We do have issues with maintenance on the AlienVault USM as the disk fills up from time to time with other data sources. Sources for scanning logs and net flow data isn't calculated in regular disk maintenance and can easily fill up our disk if we do not keep an eye on it with some custom Nagios plugins. The system does properly trim logging data from logging sources properly.
With the latest release of AlienVault USM overall performance has not been an issue. We have noticed single source events per second does not scale well with the overall system. 2,000eps on a vmware system with a single source produces delays of up to an hour for us. Pages, reporting and even raw log searches are rather quick though.
The support we received from alienvault was excellent. They went above and beyond in making sure everything was working as it needed to be. They REALLY want their product implementation to be a success and our security goals be achieved. They are like a member of our security team.
Splunk Cloud support is sorely lacking unfortunately. The portal where you submit tickets is not very good and is lacking polish. Tickets are left for days without any updates and when chased it is only sometimes you get a reply back. I get the feeling the support team are very understaffed and have far too much going on. From what I know, Splunk is aware of this and seem to be trying to remedy it.

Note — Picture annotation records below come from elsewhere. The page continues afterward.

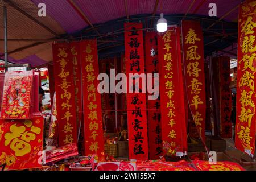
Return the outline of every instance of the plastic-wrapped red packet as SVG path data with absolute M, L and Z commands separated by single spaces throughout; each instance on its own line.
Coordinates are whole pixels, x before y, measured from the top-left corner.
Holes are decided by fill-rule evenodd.
M 32 70 L 8 72 L 6 73 L 1 108 L 2 118 L 32 118 L 34 75 L 34 71 Z

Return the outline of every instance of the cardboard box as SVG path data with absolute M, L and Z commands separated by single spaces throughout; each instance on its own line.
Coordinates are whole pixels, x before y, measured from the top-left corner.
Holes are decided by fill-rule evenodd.
M 232 160 L 239 163 L 245 169 L 256 171 L 256 160 L 239 150 L 225 151 L 225 154 Z
M 125 157 L 129 156 L 128 141 L 118 141 L 118 156 Z
M 200 152 L 188 152 L 188 159 L 192 161 L 192 159 L 191 158 L 191 156 L 194 154 L 197 154 Z M 204 156 L 205 160 L 209 160 L 208 156 L 207 153 L 205 153 L 205 155 Z M 217 152 L 217 161 L 229 161 L 232 162 L 236 162 L 236 161 L 232 160 L 230 158 L 229 158 L 227 155 L 223 152 Z
M 188 143 L 188 152 L 206 152 L 205 147 L 201 140 L 196 140 L 197 143 Z M 210 140 L 207 139 L 205 145 L 210 150 Z

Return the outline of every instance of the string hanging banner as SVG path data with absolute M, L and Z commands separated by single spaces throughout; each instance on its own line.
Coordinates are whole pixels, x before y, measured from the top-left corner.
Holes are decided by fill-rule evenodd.
M 85 155 L 104 156 L 101 97 L 97 91 L 99 74 L 97 40 L 80 42 Z
M 125 23 L 125 46 L 126 75 L 128 80 L 126 95 L 129 158 L 147 160 L 148 138 L 142 23 Z M 141 75 L 142 74 L 142 75 Z M 145 76 L 141 79 L 140 76 Z M 131 92 L 132 91 L 132 92 Z M 131 93 L 132 92 L 132 93 Z M 142 93 L 143 92 L 143 93 Z
M 205 141 L 205 89 L 204 39 L 199 22 L 182 20 L 183 64 L 189 107 L 196 127 Z
M 52 44 L 59 146 L 77 143 L 77 123 L 72 53 L 69 44 Z
M 183 155 L 187 147 L 185 106 L 179 28 L 158 37 L 163 154 Z
M 245 2 L 239 7 L 235 144 L 251 156 L 256 125 L 255 27 L 255 1 Z
M 156 32 L 146 33 L 145 52 L 146 71 L 147 73 L 152 74 L 154 85 L 154 74 L 159 73 Z M 156 100 L 147 100 L 147 104 L 150 159 L 158 159 L 163 152 L 160 97 Z

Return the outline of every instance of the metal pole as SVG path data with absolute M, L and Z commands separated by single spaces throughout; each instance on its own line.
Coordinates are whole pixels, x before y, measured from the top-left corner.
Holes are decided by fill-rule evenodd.
M 7 10 L 6 10 L 6 6 L 3 6 L 3 26 L 5 27 L 5 71 L 8 71 L 7 68 Z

I did not have any experience with "in person" training directly. The free online classes offered for a half a day are based on the actual training offered. These little teasers are very good and well worth your time to learn a few quick and dirty ways of getting more information from your SIEM
It was very well organized and helpful in using the product to the fullest extent. The instructor allowed time for folks who were involved with managed services to receive tuning tips in order to better support their customers. In addition, the course materials were automatically updated when the new version came out.
AlienVault USM was a very simple to implement and get up and running. We started with a trial version and had that up and going within an hour of receiving email instructions from the sales engineer. We never had to contact support to get the system up and going. It was extremely easy to convert over to a full license once we started with a paid version.

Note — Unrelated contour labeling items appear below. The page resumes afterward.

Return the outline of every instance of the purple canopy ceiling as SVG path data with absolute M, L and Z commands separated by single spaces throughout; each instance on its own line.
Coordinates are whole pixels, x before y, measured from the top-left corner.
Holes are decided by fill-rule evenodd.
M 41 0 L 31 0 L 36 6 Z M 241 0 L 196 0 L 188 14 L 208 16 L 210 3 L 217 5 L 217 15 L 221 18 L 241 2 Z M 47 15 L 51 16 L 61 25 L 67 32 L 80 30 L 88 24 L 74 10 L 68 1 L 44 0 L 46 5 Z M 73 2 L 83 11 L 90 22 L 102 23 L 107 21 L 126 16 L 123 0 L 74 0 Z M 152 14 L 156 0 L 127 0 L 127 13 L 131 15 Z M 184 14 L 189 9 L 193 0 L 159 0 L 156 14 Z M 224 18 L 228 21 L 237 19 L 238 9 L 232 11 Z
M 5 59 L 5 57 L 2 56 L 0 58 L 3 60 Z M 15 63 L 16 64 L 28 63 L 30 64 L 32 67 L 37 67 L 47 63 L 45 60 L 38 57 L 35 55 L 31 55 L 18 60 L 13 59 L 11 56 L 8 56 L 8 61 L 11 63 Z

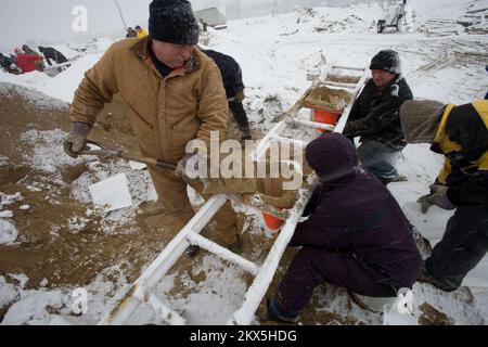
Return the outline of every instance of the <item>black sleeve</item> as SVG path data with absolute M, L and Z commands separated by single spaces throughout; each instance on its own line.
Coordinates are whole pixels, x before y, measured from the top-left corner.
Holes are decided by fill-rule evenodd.
M 363 137 L 381 132 L 398 119 L 401 104 L 410 99 L 413 99 L 413 95 L 407 83 L 393 85 L 389 93 L 384 95 L 364 118 L 350 125 L 354 136 Z
M 488 205 L 488 171 L 477 171 L 468 180 L 448 190 L 448 198 L 457 206 Z

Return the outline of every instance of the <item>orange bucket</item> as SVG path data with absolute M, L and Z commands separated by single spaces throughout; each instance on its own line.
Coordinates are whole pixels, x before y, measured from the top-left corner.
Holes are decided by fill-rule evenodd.
M 313 108 L 313 121 L 335 126 L 339 117 L 341 112 L 324 108 Z M 319 128 L 317 128 L 317 130 L 320 132 L 324 131 L 323 129 Z

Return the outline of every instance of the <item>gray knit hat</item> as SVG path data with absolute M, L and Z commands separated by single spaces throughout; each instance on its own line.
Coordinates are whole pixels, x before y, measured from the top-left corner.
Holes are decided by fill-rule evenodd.
M 445 104 L 434 100 L 408 100 L 400 107 L 400 120 L 408 143 L 434 141 Z
M 380 51 L 371 60 L 370 69 L 382 69 L 390 74 L 400 75 L 400 56 L 393 50 Z

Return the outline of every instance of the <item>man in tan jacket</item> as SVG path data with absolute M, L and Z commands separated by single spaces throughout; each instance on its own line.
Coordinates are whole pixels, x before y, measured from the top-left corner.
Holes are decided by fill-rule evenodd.
M 195 44 L 198 25 L 187 0 L 154 0 L 150 4 L 150 36 L 114 43 L 85 74 L 70 107 L 72 129 L 65 152 L 76 156 L 105 103 L 119 93 L 145 156 L 185 162 L 189 141 L 210 149 L 210 131 L 224 139 L 228 104 L 217 65 Z M 187 223 L 194 215 L 187 183 L 171 170 L 150 167 L 165 209 Z M 206 198 L 207 196 L 204 196 Z M 209 239 L 240 250 L 236 216 L 228 202 L 214 218 Z

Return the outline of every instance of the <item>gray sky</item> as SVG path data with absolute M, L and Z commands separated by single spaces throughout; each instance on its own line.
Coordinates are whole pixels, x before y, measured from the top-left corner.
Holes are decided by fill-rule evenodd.
M 357 2 L 358 0 L 346 0 Z M 374 0 L 369 0 L 374 1 Z M 376 0 L 380 1 L 380 0 Z M 409 3 L 425 3 L 431 7 L 467 0 L 409 0 Z M 149 3 L 151 0 L 118 0 L 128 26 L 147 26 Z M 343 0 L 191 0 L 194 10 L 207 7 L 226 7 L 229 18 L 265 15 L 271 7 L 278 12 L 290 11 L 293 4 L 312 5 L 342 3 Z M 88 33 L 77 34 L 72 29 L 75 5 L 88 10 Z M 12 52 L 23 43 L 50 44 L 81 41 L 97 36 L 125 35 L 118 10 L 114 0 L 15 0 L 10 1 L 0 12 L 1 52 Z M 33 47 L 35 48 L 35 47 Z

Splunk's ES is a paid add-on on top of an already pricey product. Finding a MSSP that supports Splunk and isn't a 6 figure annual commitment seems unlikely. LogRhythm did not have a cloud-based solution when we were considering SIEMs. Fantastic product though and have a good MSSP base. Devo did not have a MSSP partner base when we looked. Their product is fantastic too. AlienVault USM has good partners to choose from as well as an affordable cloud model, that's why we chose it.
Splunk Cloud blows Sumo Logic out of the water. The experience is night and day. We went from several highly stressed IT security professionals who were unsure if the data they were getting was valuable, to very happy IT security professionals who can now be more proactive and get all the information they need.
The AlienVault USM is not very scalable. Some scalability can be achieved by installing additional sensors, but this only offers 500eps per sensor and is still overall limited by the installation type of VM or physical. We have also noticed the EPS (events per second) is rated overall and not towards a single source. A single source on a very healthy VMware partition tops out at 2,000eps for us, no matter how we configure it. Maybe this is a problem of the 5.2 release?
Once you hit the 150 asset mark, you have to jump to their unlimited license. There is no middle ground. We were only 10 or so assets above the 150 so we had to chose to either not monitor those assets or pay the price of the upgrade.
AlienVault brings all the information to one place which makes it much quicker to track down problems.